# Orgasmic Meditation to open up marriage



## Married_in_michigan (Apr 9, 2014)

Has anyone looked into or tired the Ograsmic Meditation practices from One Taste (onetaste.us)? I came across it on Ted Talks YouTube video. Suggested to my wife, and she is actually open to trying it.... Curious if anyone else is familair.

TEDxSF - Nicole Daedone - Orgasm: The Cure for Hunger in the Western Woman - YouTube

onetaste.us


----------



## keeper63 (Mar 22, 2012)

We purchased and read the "Slow Sex" book a couple of years ago. We tried "OM-ing" for a bit, but couldn't sustain it for the following reasons:

1.) We stuck with it for about 3 weeks, perhaps 4.

2.) My wife was not comfortable with being the focus of sexual attention without additional involvement on my part. I suspected this would be an issue going into it, because in almost 30 years of marriage, she has allowed me to give her stand-alone (no PIV or reciprocation on her part) oral with orgasm(s) maybe a dozen times.

3.) If I got her to orgasm within the allotted 15 minutes (or even got her close), she would beg me for PIV, and although that is "allowed" within the general framework of OM, we often had not allowed the required time or preparation for me to have fulfilling PIV afterwards.

4.) If you think doing this will fix a problem or problems with the relationship, I think you will be disappointed.

5.) For me it was exciting at first, then the act of simply rubbing her cl!t for 15 minutes, and going about my day afterwards got a bit old after a while.


----------



## Married_in_michigan (Apr 9, 2014)

thanks for the feedback. We have yet to try it, and very possible will see the same outcome


----------



## keeper63 (Mar 22, 2012)

It sounds really good when you read it or watch the videos and the testimonials, but in actual practice, we didn't get much out of it.

Like I said for the first week or so, it was different and exciting.
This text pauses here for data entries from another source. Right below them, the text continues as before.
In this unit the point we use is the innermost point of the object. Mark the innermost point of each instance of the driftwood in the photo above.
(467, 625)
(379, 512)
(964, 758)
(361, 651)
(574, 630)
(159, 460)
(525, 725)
I'd say that by the time we gave up on it, she had become somewhat more comfortable with being the center of sexual attention, which was good in terms of her overall sexuality.

But she also told me that she's really not in the mood to come (or to have her cl!t rubbed) every day, and if she feels the urge to have an orgasm, she can go off by herself with her vibrator and/or the bath faucet, and masturbate and get off in about 5-10 minutes, no muss no fuss.

If you wife is receptive to the idea, it will probably be fun to try it, but at many levels it becomes difficult to keep up with it, and a lot of women will not be comfortable with having someone focused on their clitoris for 15 minutes without some sort of reciprocation, PIV, or other sexual activity.


----------